Langley City Mayor Ted Schaffer said the City is working “very hard” with the RCMP and outside agencies to address the problems that are happening in and around downtown.

Schaffer said the City is dealing with these issues to the “best of our ability” but “the courts and the constitution only allow us to go so far.”

“The two higher levels of government have to step up and be engaged,” he said.

Vera and her identical twin sister lived side-by-side in apartments, according to Gran, adding that the tragedy of Vera’s death is overwhelming.

“We should just all be sick,” Gran said. “We all have mothers and grandmothers. They can say she died of heart failure. Maybe she did. But can you imagine to an 86-year-old, what that does, the trauma?”

Gran said Vera was on the building’s strata council and was a “smart, active woman.”

Learning of Vera’s death was the “last straw” for Gran.

“It’s gotten to the point where women, and some of the older men, don’t want to walk around here at night,” Gran said.

Gran believes the key to curbing much of the crime and homelessness in the City is to amalgamate the City with Langley Township, a move that she says is long overdue. She believes it’s time to eliminate the expense of two governments and “work together to for the good of 120,000 people.”

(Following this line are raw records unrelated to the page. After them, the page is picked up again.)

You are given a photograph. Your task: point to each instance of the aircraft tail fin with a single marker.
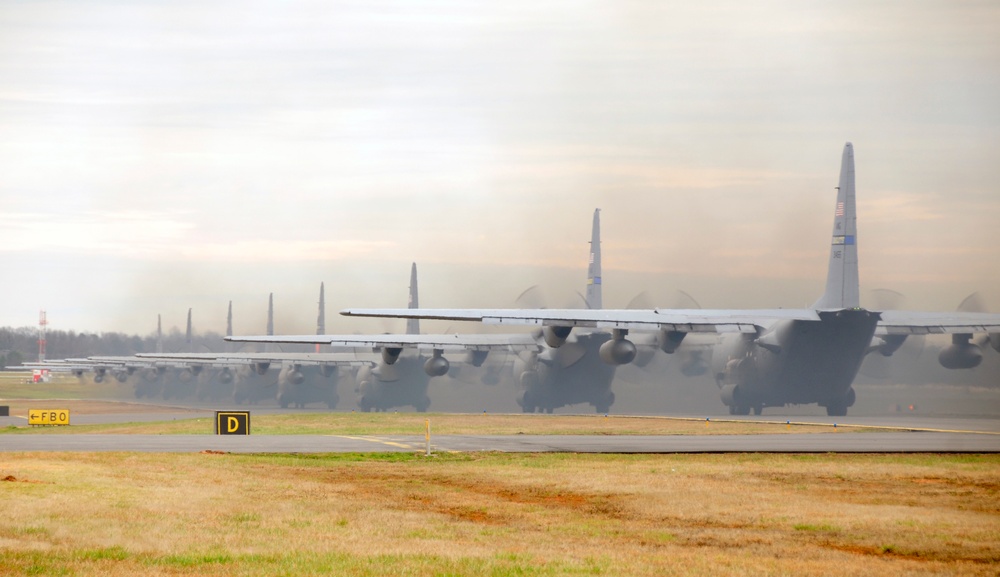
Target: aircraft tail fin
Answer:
(321, 319)
(413, 325)
(159, 335)
(188, 335)
(594, 297)
(842, 283)
(270, 314)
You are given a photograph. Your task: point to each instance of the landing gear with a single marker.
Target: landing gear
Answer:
(604, 406)
(838, 407)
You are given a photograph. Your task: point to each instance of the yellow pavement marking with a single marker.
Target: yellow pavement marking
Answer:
(389, 443)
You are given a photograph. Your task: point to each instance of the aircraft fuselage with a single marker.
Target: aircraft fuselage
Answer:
(795, 362)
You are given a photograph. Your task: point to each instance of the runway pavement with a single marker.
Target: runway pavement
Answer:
(841, 442)
(903, 433)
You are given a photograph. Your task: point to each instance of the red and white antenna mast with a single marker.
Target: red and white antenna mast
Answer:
(41, 335)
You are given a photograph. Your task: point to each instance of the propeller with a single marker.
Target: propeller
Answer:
(877, 365)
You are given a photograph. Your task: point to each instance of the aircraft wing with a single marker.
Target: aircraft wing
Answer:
(443, 342)
(924, 323)
(682, 320)
(338, 359)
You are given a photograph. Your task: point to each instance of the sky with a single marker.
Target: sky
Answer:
(160, 156)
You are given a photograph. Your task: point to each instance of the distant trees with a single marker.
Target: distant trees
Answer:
(21, 344)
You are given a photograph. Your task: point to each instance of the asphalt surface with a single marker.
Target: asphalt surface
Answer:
(903, 433)
(840, 442)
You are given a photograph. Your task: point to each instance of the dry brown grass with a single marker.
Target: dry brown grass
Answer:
(500, 514)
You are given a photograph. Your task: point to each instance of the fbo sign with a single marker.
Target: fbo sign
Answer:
(232, 422)
(48, 416)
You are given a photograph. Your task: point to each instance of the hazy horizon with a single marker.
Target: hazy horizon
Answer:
(160, 157)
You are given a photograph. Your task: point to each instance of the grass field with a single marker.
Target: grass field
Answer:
(498, 514)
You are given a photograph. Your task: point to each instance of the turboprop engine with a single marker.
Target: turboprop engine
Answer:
(889, 344)
(670, 340)
(436, 366)
(619, 350)
(294, 375)
(556, 336)
(962, 354)
(391, 354)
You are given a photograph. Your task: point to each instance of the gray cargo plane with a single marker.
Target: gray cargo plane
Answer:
(767, 357)
(399, 371)
(580, 371)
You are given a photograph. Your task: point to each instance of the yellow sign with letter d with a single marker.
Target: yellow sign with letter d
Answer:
(232, 422)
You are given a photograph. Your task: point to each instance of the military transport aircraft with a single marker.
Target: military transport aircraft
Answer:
(767, 357)
(399, 371)
(581, 371)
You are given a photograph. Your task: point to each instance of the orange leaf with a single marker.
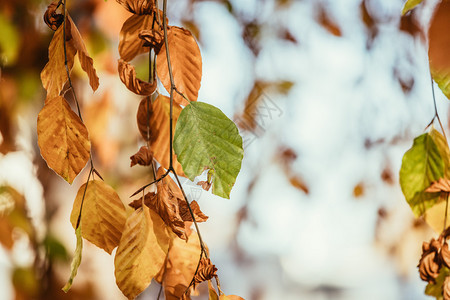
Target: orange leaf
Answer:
(83, 56)
(180, 267)
(186, 62)
(158, 116)
(54, 74)
(140, 7)
(143, 157)
(103, 215)
(127, 74)
(141, 253)
(130, 45)
(62, 138)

“I firmly believe that if the City had amalgamated with Langley Township years ago, when they should have, that this would not have happened,” Gran said, regarding Vera’s death.

“For years they have used fear tactics to keep Langley City citizens in line,” Gran wrote in the letter. “Our taxes will go up for one, another, we don’t want to share the casino money and staff will lose their jobs. That may or may not be true. So let’s start the process and see what the real answers are.”

Gran said the City’s infrastructure is crumbling and needs to be replaced, adding that “20,000 people can’t afford to do that.”

She said amalgamation should have been forced.

“It’s ridiculous to have 20,000 people living inside the borders of another municipality and calling itself a city.”

Gran said with the provincial government taking the lead, an “exhaustive process will provide all of the hard data needed to make a sound decision.”

“It will tell us whether taxes will go up or down, whether services will improve or not. At the end of the process both sides will have a chance to vote yes or no,” Gran noted in the letter.

“There is more power for City residents as a part of the bigger picture than as a small place riddled with problems and it makes the entire Langley population part of the solution. Currently Langley City carries the burden alone. So unfair.”

Schaffer said amalgamation is not in the City’s future.